Voor wie België ziet als de optelsom van twee democratieën – en dat zijn er nogal wat blijkt uit de verkiezingsuitslag – is er natuurlijk een groot probleem. Vanuit dat meer confederalistische perspectief is de regering-Di Rupo I ronduit ondemocratisch. In de Vlaamse democratie komt een minderheid van electorale verliezers aan de macht. Een minderheid die steunt op een overweldigende meerderheid in een andere democratie. Die situatie heeft iets weg van een hegemonie. Een hegemonie van Franstalig België over Vlaanderen, welteverstaan. Dat is des te meer het geval omdat het omgekeerde, een regering zonder meerderheid in Franstalig België, volstrekt ondenkbaar is. Met wat slechte wil zou je Vlaanderen kunnen vergelijken met Hongarije of Tsjecho-Slowakije onmiddellijk na de Tweede Wereldoorlog. Daar kwamen na democratische verkiezingen communistische regeringen aan de macht. Die regeringen hadden geen meerderheid in eigen land, maar putten hun macht uit de steun van een externe mogendheid, de Sovjet-Unie. Voor wie België ziet als één enkele democratie, komt die vergelijking absurd en provocerend over. Voor wie twee democratieën ontwaart, klinkt ze, alle verhoudingen in acht genomen, vrij logisch. Dat illustreert mooi hoezeer de regering-Di Ru- po I de politieke tegenstellingen over België zal aanscherpen en het communautaire conflict in Vlaanderen zal aanwakkeren.

PREMIER

Overigens is dat niet louter een tegenstelling tussen de oppositie en de meerderheid. Ook de Vlaamse regeringspartijen lijken daarover niet met zichzelf in het reine. Dat blijkt uit de heisa rond de vraag of Elio Di Rupo moet worden meegeteld als Franstalig minister, dan wel communautair aseksueel is. Bekijk je de politieke situatie door een federale bril, dan moet je de Franstaligen gelijk geven. De Belgische premier vertegenwoordigt de hele federatie. Eender uit welke deelstaat hij komt. Ook dat er minder Vlaamse dan Franstalige ministers zijn mag geen punt zijn. Want zijn het niet allemaal federale ministers, die het belang van de hele federatie voor ogen hebben ? De Vlaamse regeringspartijen hebben het echter moeilijk met die redenering. Als puntje bij paaltje komt dragen ze kennelijk toch een confederale bril. Ze beschouwen de federale ministers, inclusief de premier, als vertegenwoordigers van de eigen deelstaat. Maar het is het één of het ander. Je bent federalist, en dan aanvaard je dat er meer Franstalige dan Vlaamse ministers zijn. Of je bent confederalist en dan vorm je geen – vanuit dat oogpunt – ondemocratische regering. Want wie als confederalist akkoord gaat met deze regering, is geen echte democraat.

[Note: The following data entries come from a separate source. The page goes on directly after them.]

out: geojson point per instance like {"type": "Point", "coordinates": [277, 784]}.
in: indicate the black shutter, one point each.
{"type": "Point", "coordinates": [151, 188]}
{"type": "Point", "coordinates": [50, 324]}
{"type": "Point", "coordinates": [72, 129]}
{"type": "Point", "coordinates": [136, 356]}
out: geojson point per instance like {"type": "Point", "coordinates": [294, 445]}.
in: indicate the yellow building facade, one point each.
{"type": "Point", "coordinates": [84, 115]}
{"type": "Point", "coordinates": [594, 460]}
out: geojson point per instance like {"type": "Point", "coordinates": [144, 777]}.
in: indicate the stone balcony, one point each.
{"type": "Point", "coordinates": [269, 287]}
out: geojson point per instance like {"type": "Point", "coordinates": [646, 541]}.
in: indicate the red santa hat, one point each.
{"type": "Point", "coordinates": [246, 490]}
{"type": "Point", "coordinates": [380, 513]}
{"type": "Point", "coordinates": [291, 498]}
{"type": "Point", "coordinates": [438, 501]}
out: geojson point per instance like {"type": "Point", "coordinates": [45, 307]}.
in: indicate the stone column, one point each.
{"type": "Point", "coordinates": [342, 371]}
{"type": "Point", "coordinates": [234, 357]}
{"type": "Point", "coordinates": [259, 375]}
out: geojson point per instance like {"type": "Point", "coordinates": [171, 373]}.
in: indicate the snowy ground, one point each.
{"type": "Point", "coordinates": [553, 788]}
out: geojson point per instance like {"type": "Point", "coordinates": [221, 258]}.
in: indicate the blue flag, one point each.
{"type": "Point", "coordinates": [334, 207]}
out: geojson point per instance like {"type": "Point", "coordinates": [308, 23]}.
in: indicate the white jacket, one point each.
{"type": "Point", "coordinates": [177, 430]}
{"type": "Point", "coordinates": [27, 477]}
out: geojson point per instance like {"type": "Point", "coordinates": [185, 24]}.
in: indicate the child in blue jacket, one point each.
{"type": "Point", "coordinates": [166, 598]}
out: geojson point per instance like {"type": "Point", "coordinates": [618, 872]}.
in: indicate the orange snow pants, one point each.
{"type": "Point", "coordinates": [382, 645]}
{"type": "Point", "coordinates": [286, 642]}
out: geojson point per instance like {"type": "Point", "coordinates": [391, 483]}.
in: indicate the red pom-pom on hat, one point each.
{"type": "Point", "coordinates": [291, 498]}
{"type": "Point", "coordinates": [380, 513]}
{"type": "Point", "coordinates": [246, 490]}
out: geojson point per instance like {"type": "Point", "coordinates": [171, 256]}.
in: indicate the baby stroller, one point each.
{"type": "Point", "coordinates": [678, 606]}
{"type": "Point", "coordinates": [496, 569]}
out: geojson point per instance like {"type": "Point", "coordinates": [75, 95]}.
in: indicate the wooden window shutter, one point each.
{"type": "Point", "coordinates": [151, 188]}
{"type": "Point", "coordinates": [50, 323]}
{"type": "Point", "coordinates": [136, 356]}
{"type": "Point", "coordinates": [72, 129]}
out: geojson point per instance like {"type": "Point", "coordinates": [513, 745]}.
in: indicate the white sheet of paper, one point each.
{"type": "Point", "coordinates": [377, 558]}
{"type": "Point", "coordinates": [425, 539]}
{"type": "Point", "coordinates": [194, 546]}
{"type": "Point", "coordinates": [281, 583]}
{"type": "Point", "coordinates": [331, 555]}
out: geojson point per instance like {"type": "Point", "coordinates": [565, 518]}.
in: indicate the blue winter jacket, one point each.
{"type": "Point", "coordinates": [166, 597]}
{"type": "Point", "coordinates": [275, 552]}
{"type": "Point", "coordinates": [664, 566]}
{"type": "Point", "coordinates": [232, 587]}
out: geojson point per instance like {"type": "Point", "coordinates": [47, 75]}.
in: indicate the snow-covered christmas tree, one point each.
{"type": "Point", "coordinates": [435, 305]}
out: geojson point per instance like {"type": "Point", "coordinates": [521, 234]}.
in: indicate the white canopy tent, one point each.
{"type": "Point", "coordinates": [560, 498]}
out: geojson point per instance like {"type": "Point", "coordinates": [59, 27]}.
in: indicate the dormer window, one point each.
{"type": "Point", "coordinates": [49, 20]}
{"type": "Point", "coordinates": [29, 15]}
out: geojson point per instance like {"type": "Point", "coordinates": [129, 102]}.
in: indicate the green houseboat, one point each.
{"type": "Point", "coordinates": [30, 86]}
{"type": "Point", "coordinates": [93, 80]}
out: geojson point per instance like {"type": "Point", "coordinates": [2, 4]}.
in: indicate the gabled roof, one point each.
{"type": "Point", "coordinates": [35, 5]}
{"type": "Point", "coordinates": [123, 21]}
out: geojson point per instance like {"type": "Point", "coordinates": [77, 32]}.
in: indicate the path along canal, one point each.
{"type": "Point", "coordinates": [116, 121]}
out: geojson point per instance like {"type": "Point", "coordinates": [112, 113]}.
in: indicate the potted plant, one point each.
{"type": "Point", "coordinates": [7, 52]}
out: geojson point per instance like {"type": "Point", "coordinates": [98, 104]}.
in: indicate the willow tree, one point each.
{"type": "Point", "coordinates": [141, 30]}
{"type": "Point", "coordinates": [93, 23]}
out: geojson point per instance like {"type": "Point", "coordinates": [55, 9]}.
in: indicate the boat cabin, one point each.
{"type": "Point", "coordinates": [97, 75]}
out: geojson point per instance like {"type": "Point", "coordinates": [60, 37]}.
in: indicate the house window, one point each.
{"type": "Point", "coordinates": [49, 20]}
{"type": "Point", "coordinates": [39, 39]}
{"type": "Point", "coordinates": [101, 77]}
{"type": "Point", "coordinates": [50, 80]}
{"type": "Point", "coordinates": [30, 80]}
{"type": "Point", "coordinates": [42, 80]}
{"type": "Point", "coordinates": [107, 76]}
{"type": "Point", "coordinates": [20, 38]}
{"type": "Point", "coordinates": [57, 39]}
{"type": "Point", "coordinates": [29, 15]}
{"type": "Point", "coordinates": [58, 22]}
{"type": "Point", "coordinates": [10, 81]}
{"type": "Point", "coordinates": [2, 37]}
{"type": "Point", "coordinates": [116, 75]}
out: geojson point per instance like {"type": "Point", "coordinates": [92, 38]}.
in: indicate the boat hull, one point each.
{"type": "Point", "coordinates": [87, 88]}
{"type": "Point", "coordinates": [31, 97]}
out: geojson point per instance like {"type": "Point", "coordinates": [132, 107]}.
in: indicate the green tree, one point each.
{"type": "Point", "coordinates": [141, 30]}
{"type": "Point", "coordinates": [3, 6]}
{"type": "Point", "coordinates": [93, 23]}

Bart Maddens (1963) is germanist en politieke wetenschapper. Als student was hij actief in het KVHV van Leuven en in de Volksunie-Jongeren. In de jaren 1990 was hij lid en bestuurder van het IJzerbedevaartcomité. Vandaag publiceert hij regelmatig opiniestukken over de Vlaamse Beweging en de staatshervorming. Hij is auteur van onder meer 'Omfloerst separatisme. Van de vijf resoluties tot de Maddens-strategie'.